On September 23, Ping An of China invested HK $300 million to increase its 10.8 million shares of HSBC Holdings, increasing its shareholding ratio to 8%, and once again became the largest shareholder of HSBC Holdings.

It is not difficult to find that financial real estate stocks are favored by insurance funds. In the downward cycle of interest rates, the attractiveness of finance, undervalued real estate stocks and high dividends to insurance and other long-term funds has been further enhanced. Since the end of 2019, insurance companies, social security funds, pension funds and other long-term funds have continued to enter or increase their holdings in financial and real estate stocks.

A person in charge of an insurance asset management said that on the whole, stocks of listed companies with low Pb, high roe, high dividend yield and high red yield have a higher possibility of raising the cards of the insured funds.

When it comes to the investment strategy of equity assets in the fourth quarter, some insurance asset managers believe that they will increase A-share allocation at an appropriate time according to the actual market situation and maintain a reasonable allocation level.

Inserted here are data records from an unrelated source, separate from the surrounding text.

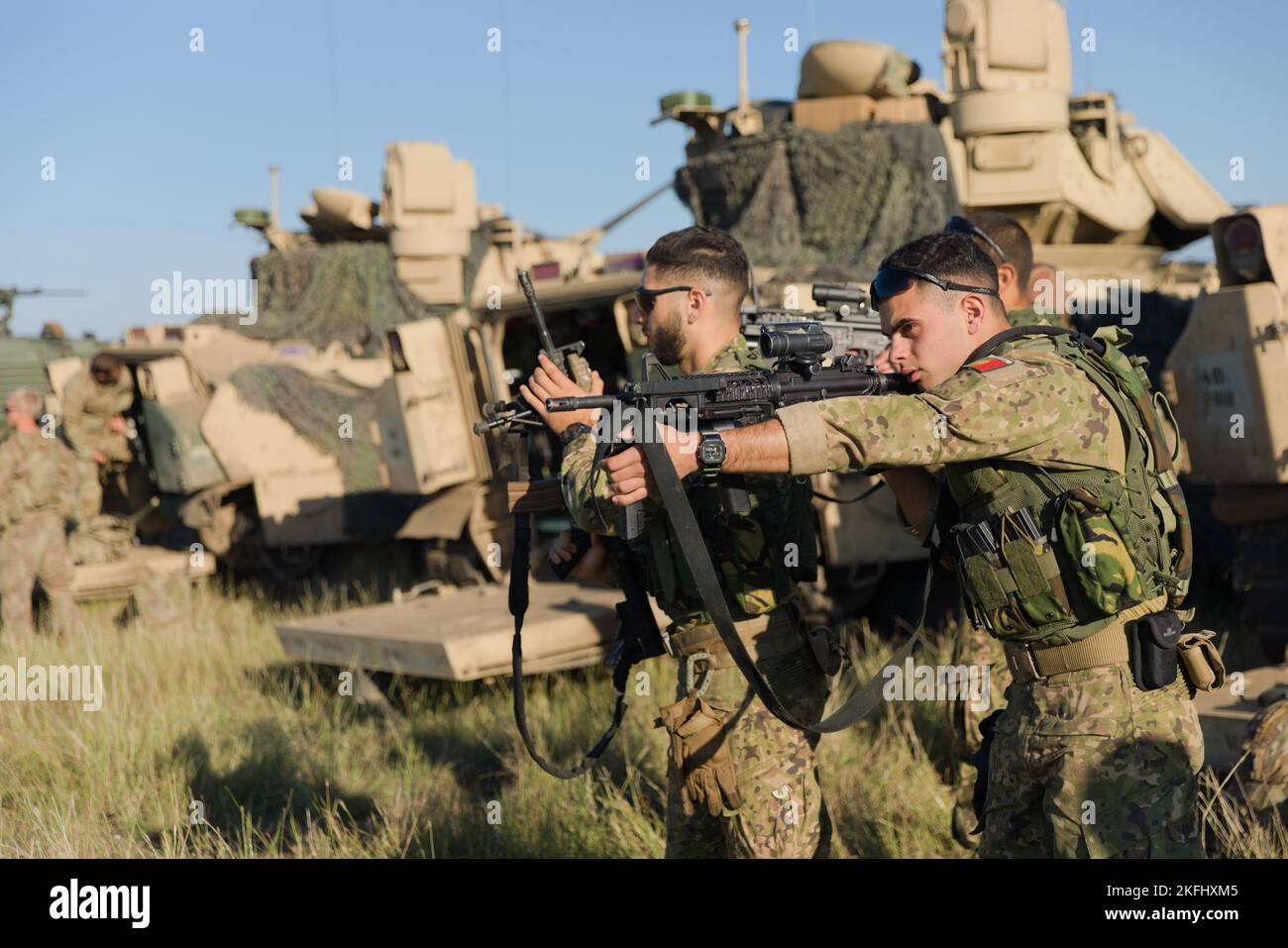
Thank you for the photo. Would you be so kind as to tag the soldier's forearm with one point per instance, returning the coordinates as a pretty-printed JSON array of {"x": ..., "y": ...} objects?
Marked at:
[
  {"x": 914, "y": 489},
  {"x": 756, "y": 450}
]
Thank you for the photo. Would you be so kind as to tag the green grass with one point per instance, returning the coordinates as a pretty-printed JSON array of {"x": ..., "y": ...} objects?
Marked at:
[{"x": 284, "y": 766}]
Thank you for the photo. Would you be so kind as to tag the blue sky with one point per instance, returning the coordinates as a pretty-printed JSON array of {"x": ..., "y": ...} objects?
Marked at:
[{"x": 155, "y": 145}]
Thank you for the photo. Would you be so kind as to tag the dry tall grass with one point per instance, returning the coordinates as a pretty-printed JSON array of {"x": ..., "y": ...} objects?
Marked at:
[{"x": 281, "y": 764}]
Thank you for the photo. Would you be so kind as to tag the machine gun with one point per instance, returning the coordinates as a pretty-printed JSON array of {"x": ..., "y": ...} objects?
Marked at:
[
  {"x": 9, "y": 294},
  {"x": 638, "y": 636},
  {"x": 844, "y": 314},
  {"x": 730, "y": 399},
  {"x": 716, "y": 401},
  {"x": 568, "y": 359}
]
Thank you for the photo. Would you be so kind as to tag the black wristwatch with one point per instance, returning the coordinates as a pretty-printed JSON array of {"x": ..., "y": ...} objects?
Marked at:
[
  {"x": 575, "y": 430},
  {"x": 711, "y": 454}
]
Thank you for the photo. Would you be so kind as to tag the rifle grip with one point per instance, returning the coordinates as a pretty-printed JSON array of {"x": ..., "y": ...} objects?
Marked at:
[
  {"x": 632, "y": 520},
  {"x": 581, "y": 544},
  {"x": 579, "y": 371}
]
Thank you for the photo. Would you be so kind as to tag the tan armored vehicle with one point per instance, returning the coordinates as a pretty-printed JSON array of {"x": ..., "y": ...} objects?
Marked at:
[
  {"x": 1228, "y": 381},
  {"x": 460, "y": 261},
  {"x": 1228, "y": 377},
  {"x": 339, "y": 412},
  {"x": 871, "y": 154}
]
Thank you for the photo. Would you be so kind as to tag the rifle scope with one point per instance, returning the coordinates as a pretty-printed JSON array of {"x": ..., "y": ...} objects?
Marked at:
[{"x": 794, "y": 340}]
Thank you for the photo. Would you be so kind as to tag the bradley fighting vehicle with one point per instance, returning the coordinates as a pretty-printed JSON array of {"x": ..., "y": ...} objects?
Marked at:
[
  {"x": 1228, "y": 381},
  {"x": 24, "y": 360},
  {"x": 339, "y": 414},
  {"x": 871, "y": 154}
]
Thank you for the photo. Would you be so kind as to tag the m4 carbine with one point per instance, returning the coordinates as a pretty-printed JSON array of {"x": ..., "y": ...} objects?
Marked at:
[{"x": 715, "y": 401}]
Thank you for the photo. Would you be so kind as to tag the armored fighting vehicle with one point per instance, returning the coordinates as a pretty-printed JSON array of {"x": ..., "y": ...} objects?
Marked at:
[
  {"x": 1228, "y": 380},
  {"x": 338, "y": 415},
  {"x": 871, "y": 154}
]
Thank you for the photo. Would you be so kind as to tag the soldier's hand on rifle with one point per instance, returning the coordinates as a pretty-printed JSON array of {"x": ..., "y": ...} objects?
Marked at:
[
  {"x": 548, "y": 381},
  {"x": 629, "y": 476}
]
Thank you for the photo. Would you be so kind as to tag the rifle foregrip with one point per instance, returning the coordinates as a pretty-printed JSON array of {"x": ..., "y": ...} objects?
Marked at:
[
  {"x": 632, "y": 520},
  {"x": 580, "y": 371},
  {"x": 581, "y": 544}
]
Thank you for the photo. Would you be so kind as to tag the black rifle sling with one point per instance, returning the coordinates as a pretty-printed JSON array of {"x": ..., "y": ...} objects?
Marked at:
[
  {"x": 519, "y": 567},
  {"x": 694, "y": 549},
  {"x": 518, "y": 607}
]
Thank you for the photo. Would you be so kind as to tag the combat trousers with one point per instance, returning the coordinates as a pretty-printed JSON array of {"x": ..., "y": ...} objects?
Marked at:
[
  {"x": 973, "y": 647},
  {"x": 1086, "y": 764},
  {"x": 782, "y": 811},
  {"x": 30, "y": 549}
]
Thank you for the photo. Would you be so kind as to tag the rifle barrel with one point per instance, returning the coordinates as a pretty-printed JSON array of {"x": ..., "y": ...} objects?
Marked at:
[{"x": 542, "y": 330}]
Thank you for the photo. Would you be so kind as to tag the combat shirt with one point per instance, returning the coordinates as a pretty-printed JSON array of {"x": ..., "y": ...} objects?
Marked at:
[
  {"x": 88, "y": 412},
  {"x": 37, "y": 474},
  {"x": 755, "y": 582},
  {"x": 1021, "y": 403}
]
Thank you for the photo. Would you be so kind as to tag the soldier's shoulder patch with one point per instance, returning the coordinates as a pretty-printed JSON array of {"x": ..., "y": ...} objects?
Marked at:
[{"x": 990, "y": 364}]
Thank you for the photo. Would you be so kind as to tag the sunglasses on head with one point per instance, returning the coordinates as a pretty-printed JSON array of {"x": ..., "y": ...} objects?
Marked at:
[
  {"x": 960, "y": 224},
  {"x": 894, "y": 279},
  {"x": 647, "y": 299}
]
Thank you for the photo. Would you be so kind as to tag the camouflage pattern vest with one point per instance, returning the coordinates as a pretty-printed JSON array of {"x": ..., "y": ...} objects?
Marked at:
[
  {"x": 1067, "y": 550},
  {"x": 40, "y": 479},
  {"x": 760, "y": 552}
]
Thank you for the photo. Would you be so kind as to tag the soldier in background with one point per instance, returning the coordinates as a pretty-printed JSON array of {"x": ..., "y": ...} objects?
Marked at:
[
  {"x": 741, "y": 784},
  {"x": 94, "y": 404},
  {"x": 1010, "y": 249},
  {"x": 39, "y": 480}
]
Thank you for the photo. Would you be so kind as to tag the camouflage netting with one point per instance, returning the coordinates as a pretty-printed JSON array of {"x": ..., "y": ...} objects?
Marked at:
[
  {"x": 314, "y": 408},
  {"x": 346, "y": 291},
  {"x": 840, "y": 200}
]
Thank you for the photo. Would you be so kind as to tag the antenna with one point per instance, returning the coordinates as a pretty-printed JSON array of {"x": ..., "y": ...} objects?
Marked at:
[
  {"x": 271, "y": 194},
  {"x": 746, "y": 120}
]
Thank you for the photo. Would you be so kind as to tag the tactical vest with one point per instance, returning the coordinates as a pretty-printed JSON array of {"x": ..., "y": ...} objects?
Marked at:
[
  {"x": 761, "y": 552},
  {"x": 1052, "y": 556}
]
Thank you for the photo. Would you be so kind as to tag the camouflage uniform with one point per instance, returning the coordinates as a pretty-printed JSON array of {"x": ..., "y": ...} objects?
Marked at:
[
  {"x": 1083, "y": 763},
  {"x": 1030, "y": 317},
  {"x": 975, "y": 647},
  {"x": 88, "y": 412},
  {"x": 771, "y": 802},
  {"x": 38, "y": 489}
]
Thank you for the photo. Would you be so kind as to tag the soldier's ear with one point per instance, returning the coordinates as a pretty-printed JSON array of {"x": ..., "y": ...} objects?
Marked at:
[
  {"x": 1005, "y": 277},
  {"x": 973, "y": 307}
]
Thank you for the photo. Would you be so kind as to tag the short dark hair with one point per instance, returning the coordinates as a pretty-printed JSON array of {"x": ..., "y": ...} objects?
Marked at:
[
  {"x": 106, "y": 364},
  {"x": 700, "y": 253},
  {"x": 1013, "y": 239},
  {"x": 948, "y": 256}
]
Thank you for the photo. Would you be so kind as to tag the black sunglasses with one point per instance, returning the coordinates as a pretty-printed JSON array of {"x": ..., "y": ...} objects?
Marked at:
[
  {"x": 647, "y": 299},
  {"x": 960, "y": 224},
  {"x": 894, "y": 279}
]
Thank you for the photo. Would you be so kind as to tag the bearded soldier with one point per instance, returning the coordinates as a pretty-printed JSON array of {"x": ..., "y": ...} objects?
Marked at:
[
  {"x": 741, "y": 782},
  {"x": 1064, "y": 544}
]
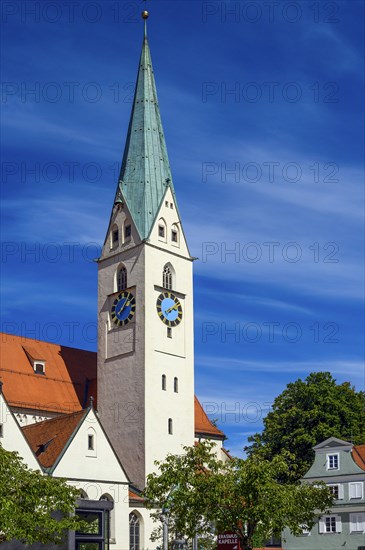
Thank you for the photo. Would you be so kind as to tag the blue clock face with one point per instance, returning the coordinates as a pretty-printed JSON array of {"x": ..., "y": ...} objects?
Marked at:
[
  {"x": 123, "y": 308},
  {"x": 169, "y": 309}
]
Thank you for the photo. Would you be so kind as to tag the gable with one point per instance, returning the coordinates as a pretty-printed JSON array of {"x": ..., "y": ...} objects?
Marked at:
[
  {"x": 64, "y": 387},
  {"x": 79, "y": 462},
  {"x": 12, "y": 438}
]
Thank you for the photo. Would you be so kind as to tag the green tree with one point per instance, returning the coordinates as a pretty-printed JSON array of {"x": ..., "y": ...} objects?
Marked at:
[
  {"x": 307, "y": 413},
  {"x": 241, "y": 496},
  {"x": 33, "y": 507}
]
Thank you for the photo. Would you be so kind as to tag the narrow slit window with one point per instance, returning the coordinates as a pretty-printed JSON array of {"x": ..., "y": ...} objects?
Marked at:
[
  {"x": 128, "y": 231},
  {"x": 167, "y": 277},
  {"x": 90, "y": 442}
]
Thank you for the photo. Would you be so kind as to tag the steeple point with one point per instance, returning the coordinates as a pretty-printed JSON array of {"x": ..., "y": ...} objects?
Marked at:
[{"x": 145, "y": 173}]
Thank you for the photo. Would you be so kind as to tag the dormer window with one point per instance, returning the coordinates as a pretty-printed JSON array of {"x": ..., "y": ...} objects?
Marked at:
[
  {"x": 127, "y": 232},
  {"x": 39, "y": 367},
  {"x": 333, "y": 461}
]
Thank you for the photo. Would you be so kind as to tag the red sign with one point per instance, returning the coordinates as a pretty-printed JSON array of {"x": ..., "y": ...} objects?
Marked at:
[{"x": 228, "y": 541}]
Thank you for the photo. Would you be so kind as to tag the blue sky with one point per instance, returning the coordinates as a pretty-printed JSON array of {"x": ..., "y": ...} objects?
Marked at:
[{"x": 262, "y": 109}]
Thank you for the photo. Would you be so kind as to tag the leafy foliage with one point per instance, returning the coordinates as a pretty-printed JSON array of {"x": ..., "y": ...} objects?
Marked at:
[
  {"x": 242, "y": 496},
  {"x": 307, "y": 413},
  {"x": 33, "y": 507}
]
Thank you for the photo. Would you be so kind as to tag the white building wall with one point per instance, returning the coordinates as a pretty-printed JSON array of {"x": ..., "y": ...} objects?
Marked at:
[{"x": 172, "y": 357}]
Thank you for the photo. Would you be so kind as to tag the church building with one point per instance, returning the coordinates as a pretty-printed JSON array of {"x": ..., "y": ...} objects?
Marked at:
[{"x": 102, "y": 420}]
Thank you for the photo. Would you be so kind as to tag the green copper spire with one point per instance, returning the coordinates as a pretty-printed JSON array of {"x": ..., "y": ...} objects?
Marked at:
[{"x": 145, "y": 173}]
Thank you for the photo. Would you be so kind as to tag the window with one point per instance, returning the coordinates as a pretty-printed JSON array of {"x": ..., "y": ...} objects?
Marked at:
[
  {"x": 134, "y": 532},
  {"x": 356, "y": 490},
  {"x": 161, "y": 230},
  {"x": 336, "y": 491},
  {"x": 115, "y": 236},
  {"x": 175, "y": 235},
  {"x": 333, "y": 462},
  {"x": 330, "y": 524},
  {"x": 357, "y": 523},
  {"x": 90, "y": 442},
  {"x": 122, "y": 279},
  {"x": 127, "y": 231},
  {"x": 39, "y": 368},
  {"x": 167, "y": 277}
]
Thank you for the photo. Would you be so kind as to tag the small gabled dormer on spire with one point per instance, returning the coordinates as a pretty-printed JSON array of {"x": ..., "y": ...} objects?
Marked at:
[{"x": 145, "y": 173}]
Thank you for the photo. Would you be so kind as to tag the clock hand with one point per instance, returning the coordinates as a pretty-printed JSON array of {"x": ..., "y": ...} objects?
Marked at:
[
  {"x": 123, "y": 306},
  {"x": 175, "y": 306}
]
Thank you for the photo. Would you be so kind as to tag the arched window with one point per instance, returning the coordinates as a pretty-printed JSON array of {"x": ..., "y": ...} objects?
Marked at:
[
  {"x": 175, "y": 236},
  {"x": 122, "y": 279},
  {"x": 162, "y": 230},
  {"x": 111, "y": 522},
  {"x": 167, "y": 277},
  {"x": 91, "y": 442},
  {"x": 114, "y": 236},
  {"x": 134, "y": 532}
]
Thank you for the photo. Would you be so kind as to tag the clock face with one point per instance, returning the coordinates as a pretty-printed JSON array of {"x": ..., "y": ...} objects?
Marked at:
[
  {"x": 123, "y": 308},
  {"x": 169, "y": 309}
]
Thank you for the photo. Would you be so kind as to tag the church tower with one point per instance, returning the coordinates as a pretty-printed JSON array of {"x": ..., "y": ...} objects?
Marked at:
[{"x": 145, "y": 300}]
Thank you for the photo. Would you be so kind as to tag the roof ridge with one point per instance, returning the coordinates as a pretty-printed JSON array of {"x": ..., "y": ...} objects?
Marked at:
[
  {"x": 44, "y": 342},
  {"x": 59, "y": 417}
]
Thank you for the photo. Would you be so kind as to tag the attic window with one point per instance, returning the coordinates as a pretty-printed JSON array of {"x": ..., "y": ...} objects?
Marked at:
[{"x": 39, "y": 367}]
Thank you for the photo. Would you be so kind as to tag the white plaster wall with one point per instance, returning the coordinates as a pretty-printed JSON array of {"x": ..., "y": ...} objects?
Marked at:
[
  {"x": 13, "y": 438},
  {"x": 173, "y": 357},
  {"x": 78, "y": 462}
]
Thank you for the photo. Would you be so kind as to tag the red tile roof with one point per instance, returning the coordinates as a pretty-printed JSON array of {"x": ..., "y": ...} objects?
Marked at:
[
  {"x": 203, "y": 425},
  {"x": 47, "y": 439},
  {"x": 68, "y": 383},
  {"x": 358, "y": 454},
  {"x": 65, "y": 386}
]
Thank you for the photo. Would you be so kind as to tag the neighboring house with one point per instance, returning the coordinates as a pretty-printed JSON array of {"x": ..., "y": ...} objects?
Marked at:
[{"x": 341, "y": 465}]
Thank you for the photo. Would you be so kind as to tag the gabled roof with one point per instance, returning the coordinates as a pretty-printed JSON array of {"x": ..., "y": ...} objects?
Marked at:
[
  {"x": 358, "y": 454},
  {"x": 49, "y": 438},
  {"x": 145, "y": 173},
  {"x": 332, "y": 442},
  {"x": 65, "y": 386},
  {"x": 203, "y": 426},
  {"x": 68, "y": 384}
]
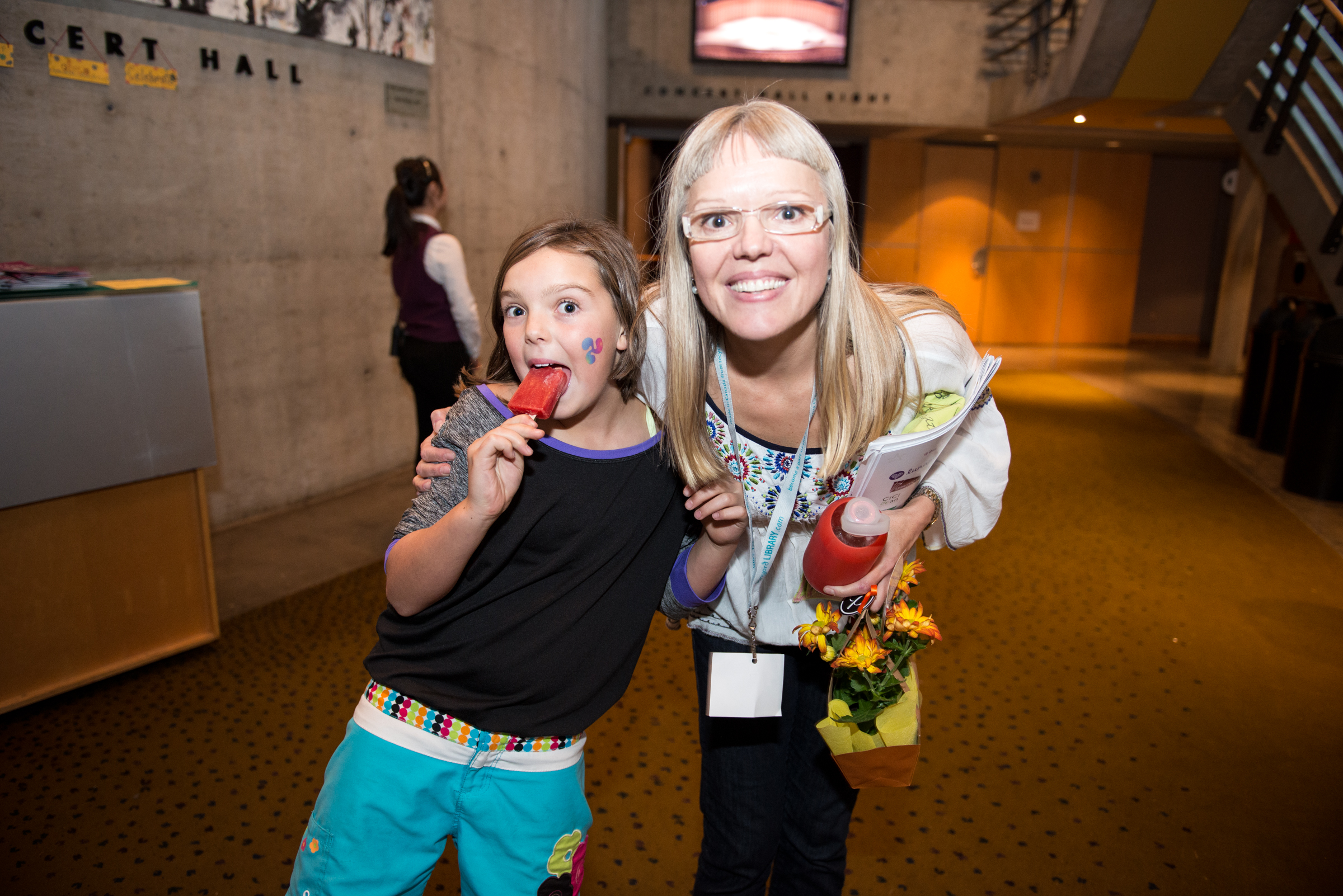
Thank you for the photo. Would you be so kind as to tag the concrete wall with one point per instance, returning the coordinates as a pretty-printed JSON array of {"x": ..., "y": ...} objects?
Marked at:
[
  {"x": 1184, "y": 242},
  {"x": 270, "y": 195},
  {"x": 911, "y": 62},
  {"x": 520, "y": 102}
]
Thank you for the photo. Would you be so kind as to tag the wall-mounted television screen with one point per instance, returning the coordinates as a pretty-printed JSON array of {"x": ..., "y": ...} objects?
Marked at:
[{"x": 813, "y": 32}]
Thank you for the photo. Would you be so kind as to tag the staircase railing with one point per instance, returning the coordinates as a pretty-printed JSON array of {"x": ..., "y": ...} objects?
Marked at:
[
  {"x": 1300, "y": 106},
  {"x": 1024, "y": 34}
]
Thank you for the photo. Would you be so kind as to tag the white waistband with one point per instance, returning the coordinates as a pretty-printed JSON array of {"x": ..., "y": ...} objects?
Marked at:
[{"x": 381, "y": 725}]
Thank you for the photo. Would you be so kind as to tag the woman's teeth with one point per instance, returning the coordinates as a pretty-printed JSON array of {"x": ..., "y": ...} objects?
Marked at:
[{"x": 757, "y": 286}]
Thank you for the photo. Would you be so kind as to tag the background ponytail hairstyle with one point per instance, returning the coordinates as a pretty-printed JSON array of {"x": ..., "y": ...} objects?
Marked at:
[{"x": 413, "y": 180}]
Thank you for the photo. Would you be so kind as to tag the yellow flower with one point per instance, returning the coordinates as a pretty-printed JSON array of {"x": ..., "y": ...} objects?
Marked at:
[
  {"x": 911, "y": 620},
  {"x": 863, "y": 652},
  {"x": 907, "y": 576},
  {"x": 813, "y": 635}
]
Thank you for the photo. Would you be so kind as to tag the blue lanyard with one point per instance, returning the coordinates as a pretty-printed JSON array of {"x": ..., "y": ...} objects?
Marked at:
[{"x": 782, "y": 507}]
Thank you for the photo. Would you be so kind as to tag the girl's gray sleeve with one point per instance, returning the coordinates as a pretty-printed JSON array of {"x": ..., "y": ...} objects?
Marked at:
[
  {"x": 467, "y": 422},
  {"x": 672, "y": 608}
]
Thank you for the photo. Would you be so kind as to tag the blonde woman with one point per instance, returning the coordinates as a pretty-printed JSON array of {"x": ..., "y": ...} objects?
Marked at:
[{"x": 759, "y": 302}]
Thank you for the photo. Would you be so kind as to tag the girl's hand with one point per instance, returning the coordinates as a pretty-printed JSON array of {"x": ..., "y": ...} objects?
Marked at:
[
  {"x": 722, "y": 509},
  {"x": 495, "y": 466},
  {"x": 905, "y": 525},
  {"x": 434, "y": 462}
]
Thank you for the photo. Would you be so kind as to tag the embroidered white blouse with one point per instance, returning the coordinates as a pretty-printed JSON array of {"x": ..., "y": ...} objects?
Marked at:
[{"x": 970, "y": 477}]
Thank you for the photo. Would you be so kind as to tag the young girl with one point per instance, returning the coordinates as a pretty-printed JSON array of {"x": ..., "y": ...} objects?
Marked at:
[{"x": 520, "y": 592}]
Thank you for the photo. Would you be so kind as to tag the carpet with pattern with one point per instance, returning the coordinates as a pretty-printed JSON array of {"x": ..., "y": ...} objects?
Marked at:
[{"x": 1138, "y": 694}]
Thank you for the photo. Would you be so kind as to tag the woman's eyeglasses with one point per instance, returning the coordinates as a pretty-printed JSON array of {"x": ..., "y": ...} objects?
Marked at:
[{"x": 777, "y": 218}]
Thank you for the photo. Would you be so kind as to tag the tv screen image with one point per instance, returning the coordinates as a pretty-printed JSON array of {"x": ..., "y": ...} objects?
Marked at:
[{"x": 790, "y": 31}]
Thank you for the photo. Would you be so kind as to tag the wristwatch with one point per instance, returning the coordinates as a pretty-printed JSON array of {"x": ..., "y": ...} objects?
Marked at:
[{"x": 931, "y": 494}]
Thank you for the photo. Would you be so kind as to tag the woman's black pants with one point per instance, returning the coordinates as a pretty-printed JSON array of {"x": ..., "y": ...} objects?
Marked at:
[
  {"x": 433, "y": 369},
  {"x": 774, "y": 801}
]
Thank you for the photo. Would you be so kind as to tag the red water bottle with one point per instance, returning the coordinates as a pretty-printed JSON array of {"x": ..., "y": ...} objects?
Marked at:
[{"x": 849, "y": 537}]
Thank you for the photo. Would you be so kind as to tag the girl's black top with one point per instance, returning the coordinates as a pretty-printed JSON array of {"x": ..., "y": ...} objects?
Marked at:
[{"x": 543, "y": 629}]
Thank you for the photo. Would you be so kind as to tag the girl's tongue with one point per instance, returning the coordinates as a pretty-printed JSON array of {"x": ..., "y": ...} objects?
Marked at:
[{"x": 541, "y": 392}]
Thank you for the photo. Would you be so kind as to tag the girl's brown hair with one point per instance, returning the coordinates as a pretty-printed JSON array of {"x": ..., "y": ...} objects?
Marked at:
[{"x": 619, "y": 273}]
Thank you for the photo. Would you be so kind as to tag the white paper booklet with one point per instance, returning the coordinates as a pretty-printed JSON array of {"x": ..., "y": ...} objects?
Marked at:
[{"x": 896, "y": 464}]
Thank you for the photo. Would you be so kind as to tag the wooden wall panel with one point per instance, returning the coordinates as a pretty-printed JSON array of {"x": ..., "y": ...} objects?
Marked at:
[
  {"x": 1021, "y": 304},
  {"x": 100, "y": 583},
  {"x": 895, "y": 180},
  {"x": 1111, "y": 200},
  {"x": 1032, "y": 180},
  {"x": 957, "y": 196},
  {"x": 1099, "y": 298},
  {"x": 891, "y": 263},
  {"x": 638, "y": 191}
]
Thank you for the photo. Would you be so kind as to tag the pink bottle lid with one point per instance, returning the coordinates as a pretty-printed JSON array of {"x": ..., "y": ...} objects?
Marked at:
[{"x": 863, "y": 518}]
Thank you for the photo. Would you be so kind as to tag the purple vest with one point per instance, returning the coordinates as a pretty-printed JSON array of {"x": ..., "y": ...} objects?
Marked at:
[{"x": 425, "y": 309}]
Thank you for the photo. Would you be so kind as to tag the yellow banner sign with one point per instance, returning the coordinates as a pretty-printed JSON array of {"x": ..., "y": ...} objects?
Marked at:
[
  {"x": 144, "y": 284},
  {"x": 151, "y": 77},
  {"x": 88, "y": 70}
]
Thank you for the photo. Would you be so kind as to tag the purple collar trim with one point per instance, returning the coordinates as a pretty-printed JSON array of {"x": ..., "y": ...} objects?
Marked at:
[{"x": 566, "y": 447}]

The notice on issues related to optimizing the supervision of equity asset allocation of insurance companies issued by the CIRC pointed out that the differentiated regulatory ratio of equity asset investment should be set. According to the indicators of solvency adequacy ratio, asset liability management capability and risk status of insurance companies, the regulatory proportion of eight equity assets is determined, which can account for 45% of the total assets at the end of last quarter.

During the period of big fluctuation, insurance assets remained in the state of net purchase

By the end of August 2020, the balance of fund utilization in the insurance industry totaled 20.52 trillion yuan, accounting for 91.88% of the total assets. Compared with the beginning of the year, the balance of capital utilization increased by 10.67%, including bank deposits of 2.68 trillion yuan, an increase of 6.31%; bonds of 7.33 trillion yuan, an increase of 14.53%; stocks and securities investment funds of 2.76 trillion yuan, an increase of 13.38%; other types of investment of 7.74 trillion yuan, an increase of 8.07% over the beginning of the year.

Insurance funds also increased returns through equity investment. In 2019, the original premium income of Chinas insurance industry will reach 4.26 trillion yuan, a year-on-year increase of 12.17%, nearly 9 percentage points higher than that of the same period in 2018.

Accordingly, by the end of 2019, the investment income of insurance funds has reached 882.413 billion yuan, with an annualized comprehensive investment return rate of about 6.85%, including 279.013 billion yuan from equity investment and 13.16% annualized return on investment, which has become an important channel for insurance funds to improve investment returns and help insurance institutions to better balance safety, profitability and liquidity.

A person in charge of an insurance asset management said that although the overall fluctuation of Chinas capital market is more significant, in the past decade or so, insurance funds have made overall good returns in the equity market through the methods of trend grasping, structural opportunities and transaction strategy adjustment, which has become an important strategy and method to deal with low interest rates.

Looking to the future, Yuan said that in the context of the growing scale of insurance assets, equity investment provides strong support for insurance institutions to expand products with long-term risk management and protection functions and to safeguard the legitimate rights and interests of insurance consumers. In the next step, we should take the opportunity of the reform of equity investment supervision, actively carry out various regulatory work, establish and improve the classified supervision mechanism for the use of funds of insurance companies, and guide insurance companies to carry out value investment, long-term investment, prudent investment and steady investment.